GDP and pensions strike. The taxpayers will pay

  GDP and pensions strike.  The taxpayers will pay

The economic blow of the crisis that arose in 2020 with the onset of the “epidemic” and the restrictions imposed by the Italian government is about to reach annuities, especially for those who will leave the world of work starting next year: so it will be the new tests that will be affected and not the ones that already exist

The capitalization rate of the pension contribution portion, closely related to the trend of GDP in an earlier 5-year period, will be assessed.
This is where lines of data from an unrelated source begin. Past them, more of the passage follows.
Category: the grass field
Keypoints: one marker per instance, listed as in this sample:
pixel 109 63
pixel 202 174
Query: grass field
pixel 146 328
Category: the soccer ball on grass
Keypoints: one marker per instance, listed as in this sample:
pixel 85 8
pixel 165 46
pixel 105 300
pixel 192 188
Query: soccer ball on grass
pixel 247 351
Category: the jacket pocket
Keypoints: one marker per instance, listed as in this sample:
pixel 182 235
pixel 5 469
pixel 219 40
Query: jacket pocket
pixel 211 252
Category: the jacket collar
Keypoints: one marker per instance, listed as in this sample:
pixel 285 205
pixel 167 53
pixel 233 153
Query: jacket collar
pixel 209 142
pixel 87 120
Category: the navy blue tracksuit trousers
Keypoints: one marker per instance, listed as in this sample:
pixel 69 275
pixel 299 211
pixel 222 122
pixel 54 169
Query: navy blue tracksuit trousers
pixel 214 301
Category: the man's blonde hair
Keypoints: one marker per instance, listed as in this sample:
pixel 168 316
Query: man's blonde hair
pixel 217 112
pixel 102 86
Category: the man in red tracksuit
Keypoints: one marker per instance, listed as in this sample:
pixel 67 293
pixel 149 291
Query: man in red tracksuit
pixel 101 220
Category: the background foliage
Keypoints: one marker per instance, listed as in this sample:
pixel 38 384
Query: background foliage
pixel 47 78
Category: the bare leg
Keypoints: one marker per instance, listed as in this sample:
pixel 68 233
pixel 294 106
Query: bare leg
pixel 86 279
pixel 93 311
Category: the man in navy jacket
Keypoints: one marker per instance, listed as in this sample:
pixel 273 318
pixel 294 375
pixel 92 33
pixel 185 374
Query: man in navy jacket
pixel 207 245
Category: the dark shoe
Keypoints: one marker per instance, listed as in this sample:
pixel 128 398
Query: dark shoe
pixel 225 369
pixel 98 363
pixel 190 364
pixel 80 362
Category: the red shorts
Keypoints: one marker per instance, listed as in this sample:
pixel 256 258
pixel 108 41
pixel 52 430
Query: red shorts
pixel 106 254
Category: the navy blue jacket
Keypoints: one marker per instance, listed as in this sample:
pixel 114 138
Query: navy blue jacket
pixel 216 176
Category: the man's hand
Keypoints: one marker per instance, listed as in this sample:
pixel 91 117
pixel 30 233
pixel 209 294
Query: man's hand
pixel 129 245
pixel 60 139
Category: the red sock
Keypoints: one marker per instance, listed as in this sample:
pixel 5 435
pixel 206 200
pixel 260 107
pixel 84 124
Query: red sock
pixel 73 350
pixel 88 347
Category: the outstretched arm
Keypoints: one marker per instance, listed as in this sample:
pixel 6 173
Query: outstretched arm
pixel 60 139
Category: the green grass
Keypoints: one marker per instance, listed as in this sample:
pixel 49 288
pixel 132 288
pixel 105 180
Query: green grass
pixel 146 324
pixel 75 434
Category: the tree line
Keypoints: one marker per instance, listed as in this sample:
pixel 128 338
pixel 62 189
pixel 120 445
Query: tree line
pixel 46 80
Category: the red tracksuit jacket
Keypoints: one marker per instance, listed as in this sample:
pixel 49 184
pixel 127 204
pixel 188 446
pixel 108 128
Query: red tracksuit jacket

Despite such a long period of time, the jingle Bill In 2020 (9%) to produce a negative rate or 0.0215%. Only a 2015 law, when a similar situation occurs, can ensure that the revaluation of the amount will not remain negative and thus lead to a decrease in the total contributions paid by the worker before it is converted into an annual salary.

However, this does not mean that there will be no serious consequences for pensions, even compared to those who left their jobs this year (with a calculation based on GDP through 2019). The comparison with the calculations that would have been made in the case of a normal economic situation is unforgiving. When taking such a parallel, the reduction is more containable for those who collect the check with the mixed system (in fact, the contribution affects only the portion due as of 2012). On the other hand, the cut will be heavier for those who are about to retire contributor Pure (the discount on the total is 1%).

A negative impact of this kind will be suffered by those who will leave the world of work starting in 2023: B capitalization rate Just above 0 (and below what would have been recorded in the absence of post-Covid restrictive measures), the reduction in net contributions could approach 2%. The ax is ready to fall on the new pension checks, about 500 thousand by calculations (excluding social checks and inheritors’ allowances, which are calculated differently).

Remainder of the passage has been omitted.